With Tessie’s name and mine officially on the list, the staff are friendlier this time around, although, admittedly, I do approach the front desk expecting trouble. I drop my bags on the counter, and practically demand, “Search me.” The receptionist all too willingly unzips the bag, pulls my big baggie of medications right off the top, and calls for a supervisor, announcing over the intercom, “We have a drug check at the front desk.”

“I’m not sure you’d call prescription medicine a bag of drugs.”

“We speak our own language,” the receptionist says. “Would you like a cookie and a cup of tea? The supervisor may be a few minutes.” She points to a hot-water pot and a tin of Danish Butter Cookies. I accept a cookie for myself and one for Tessie.
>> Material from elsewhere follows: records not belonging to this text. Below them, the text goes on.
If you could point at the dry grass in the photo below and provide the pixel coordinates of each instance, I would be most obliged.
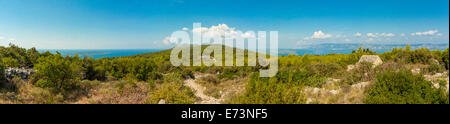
(331, 93)
(222, 89)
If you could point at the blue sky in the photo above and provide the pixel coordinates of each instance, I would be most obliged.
(144, 24)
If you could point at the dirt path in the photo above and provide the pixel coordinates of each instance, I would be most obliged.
(198, 89)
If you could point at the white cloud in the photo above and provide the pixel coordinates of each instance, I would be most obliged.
(372, 35)
(430, 32)
(380, 35)
(319, 35)
(219, 30)
(347, 40)
(166, 40)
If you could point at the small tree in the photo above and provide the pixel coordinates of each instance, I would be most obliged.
(404, 88)
(445, 58)
(57, 72)
(2, 74)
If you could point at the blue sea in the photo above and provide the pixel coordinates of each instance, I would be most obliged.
(100, 53)
(319, 49)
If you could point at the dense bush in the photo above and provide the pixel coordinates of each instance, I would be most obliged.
(406, 55)
(270, 91)
(445, 58)
(2, 74)
(404, 88)
(172, 91)
(57, 72)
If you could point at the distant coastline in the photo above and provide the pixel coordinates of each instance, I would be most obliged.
(317, 49)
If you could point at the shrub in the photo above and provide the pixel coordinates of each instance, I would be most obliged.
(57, 72)
(445, 58)
(270, 91)
(172, 91)
(404, 88)
(10, 62)
(2, 74)
(433, 68)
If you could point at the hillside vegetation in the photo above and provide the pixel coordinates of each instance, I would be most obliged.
(151, 79)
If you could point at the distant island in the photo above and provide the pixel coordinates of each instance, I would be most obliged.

“Is that a therapy pet?” the woman asks.

“No, just a dog,” I say.

The supervisor appears and lifts the Ziploc bag high, holding it up against the glare of the fluorescent bulbs in the ceiling as though it’s a kind of X-ray machine. She gives the bag a shake, a kind of jingle bells, and hands it back to me. “In your room there is a lockbox like a hotel safe. You keep your medications in there at all times. Do you have any metal, cameras, recording devices, or weapons?”

“Nothing beyond whatever the CIA planted in my head,” I say.

“Humor is easily misconstrued,” the supervisor says.

“I’m nervous,” I say. “I’ve never been in a mental hospital before.”

“Nothing to be nervous about — you’re just visiting, right?”

A young man appears; he looks like a high-school student, but introduces himself as Dr. Rosenblatt.